Since labral pathology in professional golfers has been reported, and such pathology has been associated with internal/external hip rotation, quantifying the rotational velocity of the hips during the golf swing may be helpful in understanding the mechanism involved in labral injury. Thus, the purpose of this study was to determine the peak internal/external rotational velocities of the thigh relative to the pelvis during the golf swing. Fifteen female, collegiate golfers participated in the study. Data were acquired through high-speed three dimensional (3-D) videography using a multi-segment bilateral marker set to define the segments, while the subjects completed multiple repetitions of a drive. The results indicated that the lead hip peak internal rotational velocity was significantly greater than that of the trail hip external rotational velocity (p = 0.003). It appears that the lead hip of a golfer experiences much higher rotational velocities during the downswing than that of the trail hip. In other structures, such as the shoulder, an increased risk of soft tissue injury has been associated with high levels of rotational velocity. This may indicate that, in golfers, the lead hip may be more susceptible to injury such as labral tears than that of the trailing hip.

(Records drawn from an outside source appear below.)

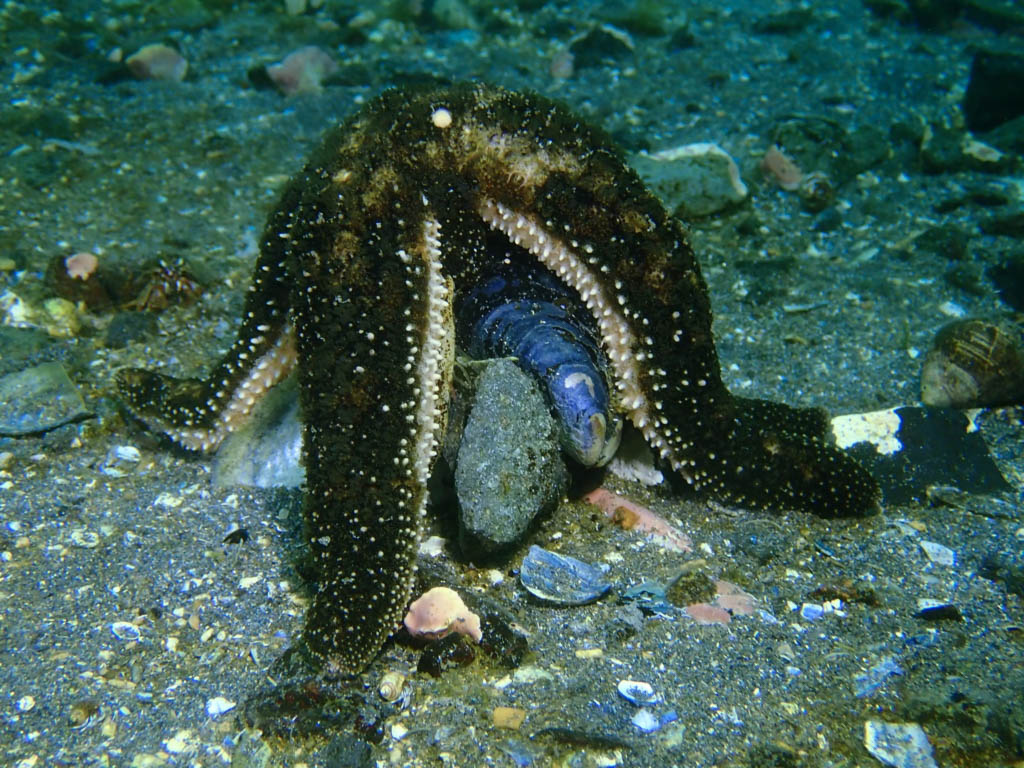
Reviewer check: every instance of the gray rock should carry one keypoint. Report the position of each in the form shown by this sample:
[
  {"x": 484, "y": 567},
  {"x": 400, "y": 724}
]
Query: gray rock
[
  {"x": 509, "y": 466},
  {"x": 38, "y": 399},
  {"x": 692, "y": 180}
]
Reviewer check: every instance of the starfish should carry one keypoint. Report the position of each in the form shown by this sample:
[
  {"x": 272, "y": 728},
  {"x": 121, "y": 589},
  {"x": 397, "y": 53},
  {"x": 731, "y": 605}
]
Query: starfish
[{"x": 358, "y": 270}]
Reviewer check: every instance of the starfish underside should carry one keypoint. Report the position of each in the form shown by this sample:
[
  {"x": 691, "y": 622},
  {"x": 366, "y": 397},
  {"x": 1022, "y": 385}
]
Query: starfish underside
[{"x": 365, "y": 254}]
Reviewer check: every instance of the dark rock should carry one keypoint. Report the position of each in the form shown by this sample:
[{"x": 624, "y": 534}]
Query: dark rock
[
  {"x": 966, "y": 278},
  {"x": 451, "y": 651},
  {"x": 510, "y": 467},
  {"x": 39, "y": 399},
  {"x": 345, "y": 751},
  {"x": 501, "y": 642},
  {"x": 20, "y": 346},
  {"x": 784, "y": 23},
  {"x": 947, "y": 241},
  {"x": 1008, "y": 276},
  {"x": 989, "y": 196},
  {"x": 128, "y": 327},
  {"x": 1007, "y": 567},
  {"x": 682, "y": 39},
  {"x": 1000, "y": 15},
  {"x": 863, "y": 148},
  {"x": 994, "y": 91},
  {"x": 827, "y": 221},
  {"x": 1009, "y": 136},
  {"x": 690, "y": 587},
  {"x": 942, "y": 151},
  {"x": 599, "y": 45},
  {"x": 761, "y": 540},
  {"x": 1009, "y": 222},
  {"x": 895, "y": 9},
  {"x": 934, "y": 14}
]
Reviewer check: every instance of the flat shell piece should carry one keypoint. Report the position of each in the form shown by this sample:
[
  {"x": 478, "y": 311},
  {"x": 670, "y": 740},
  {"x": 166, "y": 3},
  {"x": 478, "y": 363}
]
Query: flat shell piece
[
  {"x": 561, "y": 580},
  {"x": 38, "y": 399},
  {"x": 637, "y": 691},
  {"x": 899, "y": 744}
]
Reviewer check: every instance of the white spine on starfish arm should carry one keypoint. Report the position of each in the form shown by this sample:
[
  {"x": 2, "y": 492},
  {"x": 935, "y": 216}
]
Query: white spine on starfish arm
[
  {"x": 436, "y": 356},
  {"x": 620, "y": 342},
  {"x": 273, "y": 366}
]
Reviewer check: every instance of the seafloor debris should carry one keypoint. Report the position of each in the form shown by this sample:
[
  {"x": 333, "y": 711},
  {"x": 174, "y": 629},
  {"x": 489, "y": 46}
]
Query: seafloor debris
[
  {"x": 439, "y": 611},
  {"x": 561, "y": 580},
  {"x": 900, "y": 744},
  {"x": 38, "y": 399},
  {"x": 975, "y": 364}
]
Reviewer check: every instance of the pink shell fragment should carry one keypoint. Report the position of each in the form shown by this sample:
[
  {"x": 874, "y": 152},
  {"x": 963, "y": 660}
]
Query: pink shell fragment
[
  {"x": 439, "y": 611},
  {"x": 632, "y": 516},
  {"x": 302, "y": 71},
  {"x": 729, "y": 600},
  {"x": 158, "y": 61}
]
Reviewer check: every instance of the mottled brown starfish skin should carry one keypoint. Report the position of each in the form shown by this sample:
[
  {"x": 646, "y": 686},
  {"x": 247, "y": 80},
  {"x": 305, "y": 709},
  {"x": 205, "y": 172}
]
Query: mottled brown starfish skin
[{"x": 390, "y": 212}]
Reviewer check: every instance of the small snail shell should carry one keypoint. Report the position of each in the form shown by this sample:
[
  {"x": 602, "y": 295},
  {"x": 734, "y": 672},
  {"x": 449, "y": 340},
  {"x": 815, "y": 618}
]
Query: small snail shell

Key words: Golf, hip, injury.


           Key Points
  • Lead hip of golfer experiences significantly higher rotational velocities than the trail hip.
  • Golfers may be more susceptible to injuries on the lead hip.
  • Clubhead velocities were consistent with elite female golfers.

INTRODUCTION

During most sport skills, the goal of the movement is to increase angular velocity of a body segment to impart the optimum linear velocity to an object being released or hit. However, these angular (rotational) velocities may reach levels of sufficient magnitude to induce injury to the soft-tissue that is involved in producing or controlling these high velocities. For example high rotational velocities experienced at the shoulder during the baseball pitch and overhead tennis serve have been associated with labral tears of the glenohumeral joint (Andrews et al., 1991). Thus, it appears that motions such as these, which involve high rotational velocities, have the potential to induce injury.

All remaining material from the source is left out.